The trouble with deeming emotions “negative” goes deeper, too. “Negative” often spins off into all kinds of euphemisms, especially in spiritual communities: “low-vibe”, “low-resonating”, “fear-based”, “unconscious”, “toxic”, etc. Logically we may know we’re not our emotions, but in reality we often blur those boundaries, and it’s not uncommon for these words to jump from describing an emotional state to describing and defining a person themselves: we go from feeling low to being low-vibe, or unevolved, or the infamous “toxic person”. The word “toxic” in particular can be incredibly damaging, and has some very deep roots in puritanical religious beliefs that perpetuate the idea of humans being inherently bad and needing to be cleansed of our sinfulness.

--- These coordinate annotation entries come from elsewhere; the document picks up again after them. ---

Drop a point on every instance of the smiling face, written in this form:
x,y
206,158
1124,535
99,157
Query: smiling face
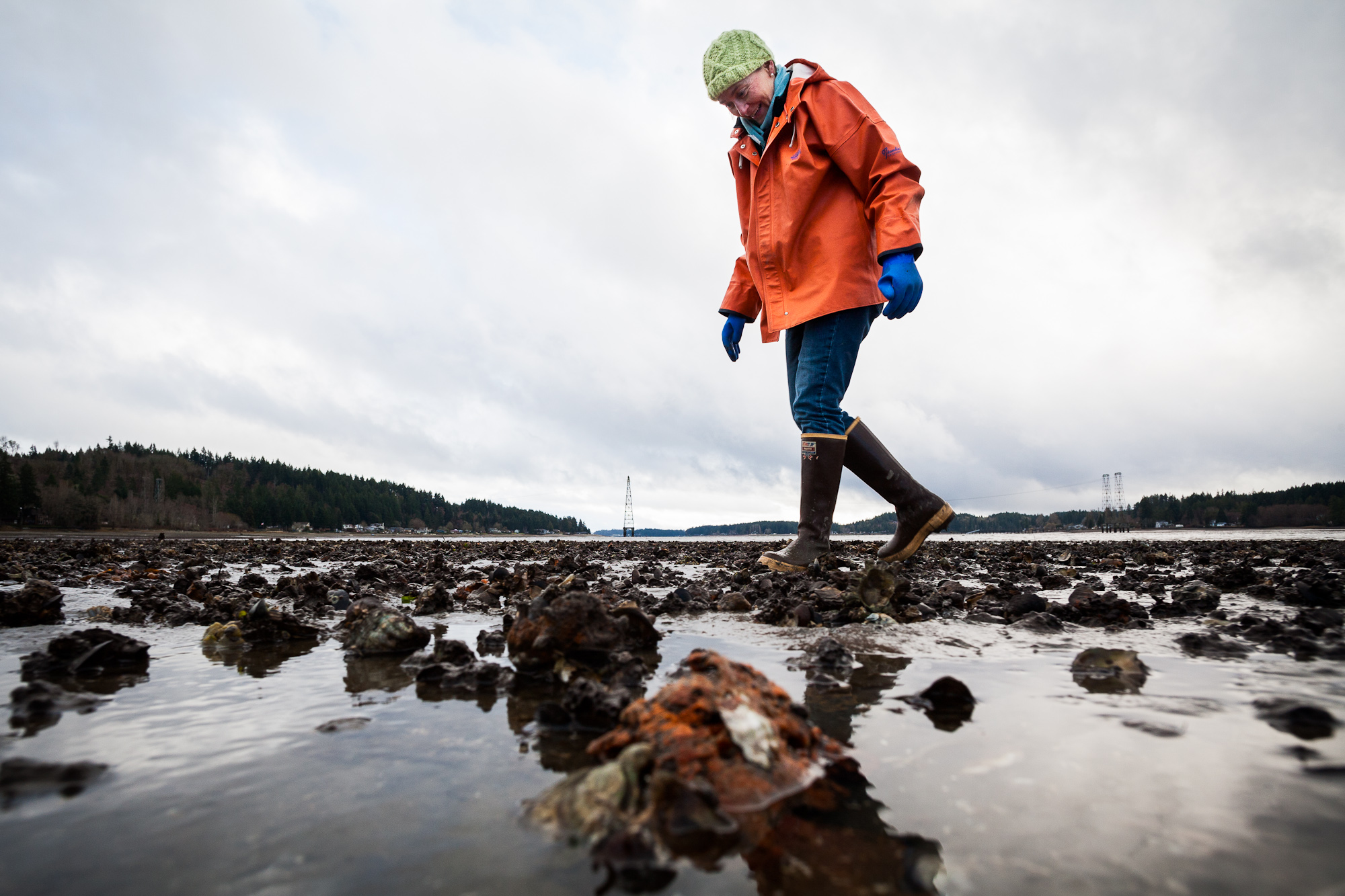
x,y
751,97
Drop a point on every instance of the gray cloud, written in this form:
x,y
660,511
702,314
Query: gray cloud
x,y
481,248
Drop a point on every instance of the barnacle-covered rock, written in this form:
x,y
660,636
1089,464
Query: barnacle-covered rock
x,y
576,627
373,628
728,725
1110,671
89,653
38,603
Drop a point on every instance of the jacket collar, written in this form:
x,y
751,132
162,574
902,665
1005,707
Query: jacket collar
x,y
792,96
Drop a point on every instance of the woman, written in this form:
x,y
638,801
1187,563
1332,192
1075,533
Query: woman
x,y
831,213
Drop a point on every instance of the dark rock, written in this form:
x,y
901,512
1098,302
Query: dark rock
x,y
1157,729
587,705
1296,717
29,776
1213,645
373,628
1295,641
1196,598
1317,589
89,653
734,603
40,705
576,627
436,599
492,642
479,676
1109,671
1024,604
454,653
38,603
948,702
1040,622
353,723
264,624
254,580
1320,619
831,654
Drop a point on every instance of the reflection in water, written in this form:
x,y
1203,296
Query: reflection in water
x,y
432,693
258,661
831,840
559,748
377,673
835,700
40,704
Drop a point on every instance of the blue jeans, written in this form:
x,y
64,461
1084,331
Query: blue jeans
x,y
820,357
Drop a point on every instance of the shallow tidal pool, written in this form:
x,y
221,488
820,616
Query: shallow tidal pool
x,y
221,782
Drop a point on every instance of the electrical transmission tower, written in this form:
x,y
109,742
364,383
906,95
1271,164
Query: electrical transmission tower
x,y
1106,498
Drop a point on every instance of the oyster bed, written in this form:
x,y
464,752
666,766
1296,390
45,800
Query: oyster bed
x,y
298,754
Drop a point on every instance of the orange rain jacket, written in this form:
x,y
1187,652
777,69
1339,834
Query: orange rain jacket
x,y
829,194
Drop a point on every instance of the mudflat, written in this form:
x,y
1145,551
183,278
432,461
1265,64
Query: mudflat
x,y
1011,715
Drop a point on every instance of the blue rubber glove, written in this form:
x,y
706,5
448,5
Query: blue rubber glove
x,y
732,334
902,284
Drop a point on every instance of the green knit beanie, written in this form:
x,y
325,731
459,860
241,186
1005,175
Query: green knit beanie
x,y
732,57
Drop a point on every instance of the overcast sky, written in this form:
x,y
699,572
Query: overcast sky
x,y
479,247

The idea of literally cleansing the body of “toxicity” abounds in many of the conversations about negative emotions, and there are frequently links made with physical health. I can’t be the only one who’s seen countless memes with claims of how “one minute of anger reduces your immunity for x number of hours”, “guilt weakens your heart”, “shame makes your kidneys explode” (I might have exaggerated that one), etc. Emotions certainly do have an impact on our physical health, but repressing them is what tends to have a harmful long-term impact, not editing and censoring them so we only feel good.

This line of thinking only served to make my relationship to my emotions and my health more convoluted and dysfunctional, and it also made it harder to bring things back into balance. The idea that anger, shame, or something else was destroying my physical health made it easy to rationalize not going deeper into the aftereffects of trauma – not only that, it almost made it feel virtuous to not go there. After all, if I stayed above and away from negativity, I was making the right choice for my health and my body! It’s taken me a while to come to terms with not only how harmful this was to my own healing process, but how deeply ableist it is too. The implication that feeling anything negative harms your health carries with it an implication that if you’re sick or in pain, on some level you just didn’t work hard enough to “earn” good health by overcoming your negative emotions. I spent years trapped in this mindset, suffering from mental health issues that I was convinced I could conquer by trying harder to rid myself of emotions that were bad and toxic.

While it’s certainly true that we can make choices that improve our physical and mental health, health is NOT a meritocracy: the playing field is wildly uneven, and we aren’t all equipped equally. I really didn’t have to suffer as long or as much as I did. Acknowledging the limitations I faced was the first step in seeing all of my emotions as logical side effects of certain patterns and conditioning, not defective parts of myself that needed to be eradicated.